The Maestro is a 2018 American historical drama directed, produced by Adam Cushman and David J. Phillips and written by C.V. Herst, the real-life son of the film's protagonist Jerry Herst. The film features Xander Berkeley as composer Mario Castelnuovo-Tedesco, an Italian immigrant who arrived in Los Angeles in the thirties after evading Mussolini's Italy. The Maestro premiered at the Heartland Film Festival in 2017. The film was acquired for distribution by Freestyle Releasing and had a limited theatrical release in Los Angeles.

Plot 
After World War II, budding musician Jerry Herst (Leo Marks) returns to Los Angeles for one more go at becoming a successful film composer. In Los Angeles, Herst studies with the famed instructor Mario Castelnuovo-Tedesco (Xander Berkeley), whose students include John Williams, Andre Previn, Henry Mancini, Nelson Riddle and Jerry Goldsmith. Herst, who already had a hit under his belt, 1937's "So Rare", struggles between family pressure and his musical calling, as Tedesco teaches him what it means to be a successful artist.
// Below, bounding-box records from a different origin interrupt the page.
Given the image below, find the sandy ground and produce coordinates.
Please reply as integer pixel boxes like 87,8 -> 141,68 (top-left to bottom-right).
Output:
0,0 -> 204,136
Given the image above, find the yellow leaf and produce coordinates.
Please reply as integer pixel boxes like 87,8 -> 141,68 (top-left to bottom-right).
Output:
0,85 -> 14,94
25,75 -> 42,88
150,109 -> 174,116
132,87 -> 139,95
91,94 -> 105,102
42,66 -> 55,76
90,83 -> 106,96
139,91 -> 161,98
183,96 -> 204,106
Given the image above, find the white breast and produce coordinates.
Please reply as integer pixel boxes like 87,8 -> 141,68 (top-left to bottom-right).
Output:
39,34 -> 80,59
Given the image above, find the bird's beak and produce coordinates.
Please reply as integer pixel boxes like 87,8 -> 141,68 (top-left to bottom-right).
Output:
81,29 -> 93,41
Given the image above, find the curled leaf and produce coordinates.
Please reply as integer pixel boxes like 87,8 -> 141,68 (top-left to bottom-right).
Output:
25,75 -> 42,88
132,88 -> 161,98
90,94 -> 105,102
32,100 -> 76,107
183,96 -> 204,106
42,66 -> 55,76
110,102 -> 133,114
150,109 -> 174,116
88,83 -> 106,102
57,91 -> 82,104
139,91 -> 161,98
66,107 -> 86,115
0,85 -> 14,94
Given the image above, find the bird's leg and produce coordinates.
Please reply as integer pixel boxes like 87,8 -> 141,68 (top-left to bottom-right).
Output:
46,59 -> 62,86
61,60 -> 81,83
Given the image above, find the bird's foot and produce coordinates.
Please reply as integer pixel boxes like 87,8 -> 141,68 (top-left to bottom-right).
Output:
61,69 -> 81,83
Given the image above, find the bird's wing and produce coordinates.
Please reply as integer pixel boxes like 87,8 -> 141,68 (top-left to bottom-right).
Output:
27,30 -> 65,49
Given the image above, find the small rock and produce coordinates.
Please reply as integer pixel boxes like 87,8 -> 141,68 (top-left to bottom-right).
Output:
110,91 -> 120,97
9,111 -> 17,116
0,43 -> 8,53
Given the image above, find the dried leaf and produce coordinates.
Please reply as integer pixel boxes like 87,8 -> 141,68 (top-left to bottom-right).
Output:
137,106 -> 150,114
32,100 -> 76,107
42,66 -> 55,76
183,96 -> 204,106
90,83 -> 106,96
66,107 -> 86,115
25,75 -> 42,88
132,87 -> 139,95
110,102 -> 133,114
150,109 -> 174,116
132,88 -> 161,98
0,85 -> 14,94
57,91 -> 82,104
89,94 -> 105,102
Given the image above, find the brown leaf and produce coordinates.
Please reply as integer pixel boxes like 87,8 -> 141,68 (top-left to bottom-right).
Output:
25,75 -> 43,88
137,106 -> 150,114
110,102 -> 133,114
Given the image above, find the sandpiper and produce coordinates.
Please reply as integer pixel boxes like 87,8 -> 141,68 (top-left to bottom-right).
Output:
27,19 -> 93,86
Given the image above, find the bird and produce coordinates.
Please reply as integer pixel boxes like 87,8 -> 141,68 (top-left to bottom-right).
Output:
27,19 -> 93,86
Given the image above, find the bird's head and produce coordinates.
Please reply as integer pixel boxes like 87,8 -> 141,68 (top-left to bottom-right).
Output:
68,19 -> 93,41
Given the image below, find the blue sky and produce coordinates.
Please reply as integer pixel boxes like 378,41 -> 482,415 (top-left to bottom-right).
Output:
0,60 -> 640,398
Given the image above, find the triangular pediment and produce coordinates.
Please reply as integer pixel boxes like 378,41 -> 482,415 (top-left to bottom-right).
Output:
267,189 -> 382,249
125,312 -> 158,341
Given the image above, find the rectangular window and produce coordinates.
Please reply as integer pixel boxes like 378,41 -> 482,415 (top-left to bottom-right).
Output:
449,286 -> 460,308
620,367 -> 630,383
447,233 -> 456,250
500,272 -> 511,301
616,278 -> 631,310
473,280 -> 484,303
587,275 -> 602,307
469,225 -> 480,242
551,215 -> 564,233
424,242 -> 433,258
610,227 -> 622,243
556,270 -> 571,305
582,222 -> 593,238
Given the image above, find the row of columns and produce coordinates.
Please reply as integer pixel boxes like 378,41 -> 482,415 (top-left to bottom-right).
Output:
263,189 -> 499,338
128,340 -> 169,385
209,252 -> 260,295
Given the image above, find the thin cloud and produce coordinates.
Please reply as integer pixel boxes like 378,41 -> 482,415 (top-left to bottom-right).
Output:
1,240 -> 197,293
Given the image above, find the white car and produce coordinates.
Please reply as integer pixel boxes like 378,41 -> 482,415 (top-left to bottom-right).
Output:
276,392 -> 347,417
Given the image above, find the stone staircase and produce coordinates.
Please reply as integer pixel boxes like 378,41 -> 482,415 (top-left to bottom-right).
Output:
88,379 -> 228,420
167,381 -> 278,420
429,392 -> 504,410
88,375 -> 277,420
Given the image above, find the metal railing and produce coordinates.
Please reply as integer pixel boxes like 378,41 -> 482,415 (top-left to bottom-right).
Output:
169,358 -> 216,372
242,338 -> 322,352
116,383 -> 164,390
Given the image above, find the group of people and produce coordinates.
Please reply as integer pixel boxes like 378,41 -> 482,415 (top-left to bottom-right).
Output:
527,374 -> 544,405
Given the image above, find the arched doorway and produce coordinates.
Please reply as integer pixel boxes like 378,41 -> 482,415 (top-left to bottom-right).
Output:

The film also features actor Jon Polito as fictional MGM executive Herbert Englehardt in what would be Polito's final performance.

Cast 

 Xander Berkeley as Mario Castelnuovo-Tedesco
 Leo Marks as Jerry Herst
 Mackenzie Astin as Sam Herst
 Sarah Clarke as Clara Castelnuovo-Tedesco
 William Russ as Abe Herst
 Jon Polito as Herbert Englehardt
 Jonathan Cherry as Ray
 Raul S. Julia as Dave
 Bobby Campo as Gene Kelly
 Joelle Sechaud as Mrs. Stella
 David J. Phillips as Jess Oppenheimer
 Alex Essoe as Cyd Charisse
 Kristen Gutoskie as Estelle Oppenheimer
 Lenny Von Dohlen as Luc
 Michael Johnston as Pietro Castelnuovo-Tedesco
 Omar Doom as Stanley Kubrick

Release 
The film played several festivals before its official release, receiving the Audience Award at the Tallgrass Film Festival in 2018, the Jury Award at the Borrego Springs Film Festival in 2019, the Silver Palm award at the 2018 Mexico International Film Festival, and the Youth Film Award at the Rhode Island International Film Festival in 2018. Actor Xander Berkeley received "Best Actor" awards at the 2017 Oaxaca Film Festival and the 2018 Albuquerque Film & Music Experience.

On Rotten Tomatoes it has a rating of 83% based on reviews from 6 critics.